CBT runs 8–16 sessions. Covered by Korean insurance — ₩10,000–30,000/session.
M3 — Daily integration and relapse prevention
- Medication + CBT effects stabilize — attack frequency ↓ 80%+
- Daily exercise — 30 min (aerobic is most effective)
- Caffeine ≤200 mg/day (~2 coffees)
- Alcohol ↓ (≤2 occasions/week, 1 drink each)
- 8 hours of sleep
- Identify and manage stress triggers
- Medication tapered gradually under doctor's guidance (after 6–12 months)
Panic disorder at the Korean workplace
- Mental-health diagnoses are "personal information" — no legal duty to disclose
- If attacks at work are frequent: partial disclosure to HR/EAP → negotiate safe environment (quiet space, break time)
- Discrimination based on mental-health disease is prohibited (Disability Employment Promotion Act)
- For severe cases, mental-health leave (1–3 months with a psychiatric note)
Family/friend role
During an attack
- Don't panic — stay calm
- Convey "it will pass in 10 min"
- Help with grounding and breathing
- Don't leave them alone
- No ER (after a confirmed diagnosis)
Daily
- Not "weak-minded" — panic is a neurological disorder
- Exercise / diet / sleep together — affects their stability
- Give "safe" signals at premonitions
- Active accompaniment to treatment
Red flags — see a doctor immediately
- 3+ attacks per day (1+ week)
- Suicidal urges after attacks
- Onset of alcohol/drug dependence
- Strong fear of leaving home (possible agoraphobia)
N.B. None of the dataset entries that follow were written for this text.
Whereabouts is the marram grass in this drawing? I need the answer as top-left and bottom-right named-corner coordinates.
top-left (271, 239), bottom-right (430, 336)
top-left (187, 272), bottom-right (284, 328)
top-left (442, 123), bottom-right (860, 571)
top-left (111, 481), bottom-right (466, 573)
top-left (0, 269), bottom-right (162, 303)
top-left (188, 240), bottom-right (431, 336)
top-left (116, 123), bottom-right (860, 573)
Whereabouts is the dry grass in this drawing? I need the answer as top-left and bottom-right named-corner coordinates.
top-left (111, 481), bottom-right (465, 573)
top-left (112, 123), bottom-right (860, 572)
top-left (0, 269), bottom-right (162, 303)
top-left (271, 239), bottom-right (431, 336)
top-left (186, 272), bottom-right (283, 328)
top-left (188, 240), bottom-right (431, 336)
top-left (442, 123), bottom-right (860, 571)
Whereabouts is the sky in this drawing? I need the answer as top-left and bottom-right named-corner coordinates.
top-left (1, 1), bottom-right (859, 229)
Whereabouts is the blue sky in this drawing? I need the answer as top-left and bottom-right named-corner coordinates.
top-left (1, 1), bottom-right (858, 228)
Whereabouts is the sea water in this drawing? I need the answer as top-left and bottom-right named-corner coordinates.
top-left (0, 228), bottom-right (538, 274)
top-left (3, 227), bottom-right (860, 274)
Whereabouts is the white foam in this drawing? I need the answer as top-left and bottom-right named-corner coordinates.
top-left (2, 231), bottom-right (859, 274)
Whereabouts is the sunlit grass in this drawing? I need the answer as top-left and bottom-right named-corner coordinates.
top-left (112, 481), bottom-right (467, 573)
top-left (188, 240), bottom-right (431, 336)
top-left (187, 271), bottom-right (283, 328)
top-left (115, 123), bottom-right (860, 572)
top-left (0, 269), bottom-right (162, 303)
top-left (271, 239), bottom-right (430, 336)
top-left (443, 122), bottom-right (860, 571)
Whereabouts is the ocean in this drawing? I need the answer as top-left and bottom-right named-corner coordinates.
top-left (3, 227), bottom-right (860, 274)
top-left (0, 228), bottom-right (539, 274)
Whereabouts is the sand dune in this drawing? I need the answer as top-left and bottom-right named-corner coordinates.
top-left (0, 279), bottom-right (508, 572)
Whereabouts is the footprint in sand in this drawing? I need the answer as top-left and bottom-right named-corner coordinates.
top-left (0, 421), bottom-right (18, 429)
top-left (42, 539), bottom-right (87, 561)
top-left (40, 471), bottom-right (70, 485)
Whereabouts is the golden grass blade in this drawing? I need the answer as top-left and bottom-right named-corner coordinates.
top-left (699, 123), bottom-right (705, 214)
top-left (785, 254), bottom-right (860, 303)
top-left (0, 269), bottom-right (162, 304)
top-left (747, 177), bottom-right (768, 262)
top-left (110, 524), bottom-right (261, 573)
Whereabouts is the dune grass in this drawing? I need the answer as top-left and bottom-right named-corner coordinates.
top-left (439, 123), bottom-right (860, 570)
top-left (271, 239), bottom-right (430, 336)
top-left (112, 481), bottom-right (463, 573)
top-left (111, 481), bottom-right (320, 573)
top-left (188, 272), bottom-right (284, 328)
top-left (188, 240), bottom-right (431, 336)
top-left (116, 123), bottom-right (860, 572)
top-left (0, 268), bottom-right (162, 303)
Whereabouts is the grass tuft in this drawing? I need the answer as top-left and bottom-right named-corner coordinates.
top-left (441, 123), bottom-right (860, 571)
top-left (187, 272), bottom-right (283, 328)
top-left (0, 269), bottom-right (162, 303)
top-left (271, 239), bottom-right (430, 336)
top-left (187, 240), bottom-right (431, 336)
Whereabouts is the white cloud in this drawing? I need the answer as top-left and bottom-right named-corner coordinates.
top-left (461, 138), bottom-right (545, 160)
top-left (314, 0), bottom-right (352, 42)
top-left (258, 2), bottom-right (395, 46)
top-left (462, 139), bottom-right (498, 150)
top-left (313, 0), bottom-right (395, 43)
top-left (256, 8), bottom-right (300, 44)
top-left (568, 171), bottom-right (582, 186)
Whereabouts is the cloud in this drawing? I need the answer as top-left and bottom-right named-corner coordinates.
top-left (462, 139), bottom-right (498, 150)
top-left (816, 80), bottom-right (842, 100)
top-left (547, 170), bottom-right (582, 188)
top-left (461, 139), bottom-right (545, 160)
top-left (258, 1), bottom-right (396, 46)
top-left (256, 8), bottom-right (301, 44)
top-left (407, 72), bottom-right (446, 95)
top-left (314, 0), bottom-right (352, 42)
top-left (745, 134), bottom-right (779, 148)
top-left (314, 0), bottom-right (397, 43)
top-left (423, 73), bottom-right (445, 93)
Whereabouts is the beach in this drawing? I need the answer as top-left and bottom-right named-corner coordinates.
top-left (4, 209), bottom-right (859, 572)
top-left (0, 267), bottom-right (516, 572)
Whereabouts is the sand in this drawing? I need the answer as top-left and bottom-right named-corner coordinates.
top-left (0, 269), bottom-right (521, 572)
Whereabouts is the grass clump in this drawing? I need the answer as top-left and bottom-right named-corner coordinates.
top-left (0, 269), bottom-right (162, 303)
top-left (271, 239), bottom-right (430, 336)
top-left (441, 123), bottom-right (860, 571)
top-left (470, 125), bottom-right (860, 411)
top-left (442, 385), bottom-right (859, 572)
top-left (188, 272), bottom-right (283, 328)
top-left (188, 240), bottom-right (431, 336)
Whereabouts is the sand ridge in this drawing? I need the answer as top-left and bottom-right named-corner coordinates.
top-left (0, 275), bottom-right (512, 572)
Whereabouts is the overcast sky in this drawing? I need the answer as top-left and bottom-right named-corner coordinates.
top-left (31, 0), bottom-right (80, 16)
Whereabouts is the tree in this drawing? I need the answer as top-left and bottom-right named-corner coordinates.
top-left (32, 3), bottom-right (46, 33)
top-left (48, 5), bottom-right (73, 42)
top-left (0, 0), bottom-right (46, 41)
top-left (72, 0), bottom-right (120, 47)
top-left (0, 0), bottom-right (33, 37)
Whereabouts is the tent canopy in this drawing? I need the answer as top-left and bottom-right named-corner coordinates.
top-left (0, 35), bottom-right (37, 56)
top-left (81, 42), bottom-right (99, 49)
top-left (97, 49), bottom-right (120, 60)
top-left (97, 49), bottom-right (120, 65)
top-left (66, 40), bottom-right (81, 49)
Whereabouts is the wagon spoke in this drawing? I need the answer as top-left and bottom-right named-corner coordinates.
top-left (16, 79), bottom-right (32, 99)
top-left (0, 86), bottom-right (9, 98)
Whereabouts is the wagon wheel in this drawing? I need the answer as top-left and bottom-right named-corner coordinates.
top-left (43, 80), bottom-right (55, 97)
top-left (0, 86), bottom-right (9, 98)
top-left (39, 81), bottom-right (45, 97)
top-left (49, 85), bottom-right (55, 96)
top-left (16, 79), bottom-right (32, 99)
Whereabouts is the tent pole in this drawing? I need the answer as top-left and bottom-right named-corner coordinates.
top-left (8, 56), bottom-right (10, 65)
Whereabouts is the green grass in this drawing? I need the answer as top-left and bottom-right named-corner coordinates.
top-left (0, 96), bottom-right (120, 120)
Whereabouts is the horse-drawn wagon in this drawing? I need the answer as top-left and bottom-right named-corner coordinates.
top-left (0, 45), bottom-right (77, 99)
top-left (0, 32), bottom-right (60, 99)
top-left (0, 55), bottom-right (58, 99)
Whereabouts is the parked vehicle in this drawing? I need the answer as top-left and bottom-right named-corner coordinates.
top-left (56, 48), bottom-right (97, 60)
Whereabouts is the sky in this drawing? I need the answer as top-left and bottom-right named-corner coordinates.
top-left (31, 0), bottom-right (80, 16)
- Severe medication side effects
1577-0199, 1393, psychiatry within 24 hours.
Traps to avoid
- "Forever after one attack" fear — 80%+ recover with treatment. Fear itself raises frequency.
- Activity ↓ from avoidance — avoiding outings/exercise/work "to prevent attacks" → life ↓ and possible agoraphobia.
- Stopping medication on your own — without guidance, relapse risk ↑↑.
- Relying on alternative medicine alone — Korean herbal/acupuncture attempts are common, but not as monotherapy. Combine with the main treatment (medication, CBT).
- Alcohol as a sleep aid — short-term ↓ but long-term dependence and worse symptoms.
Korean resources
- 1577-0199 — mental-health crisis
- 1393 — suicide prevention
- National Center for Mental Health — panic-disorder clinic
- EAP — 8–12 free workplace sessions
- Korea Panic Disorder Association — self-help groups
Takeaway
- Panic attack = a 10–30-min "safe false alarm." Not death, not heart attack.
- 10-min first aid: 5-4-3-2-1, 4-7-8 breathing, cold water, self-recognition.
- From the second attack, no ER — evaluate once, then psychiatry.
- 3-month recovery: medication, CBT, daily-life change. 80%+ recovery rate.
- Family participation + exercise + lower caffeine are major relapse-prevention variables.
- Any 1 of 5 red flags = immediate psychiatry / 1577-0199.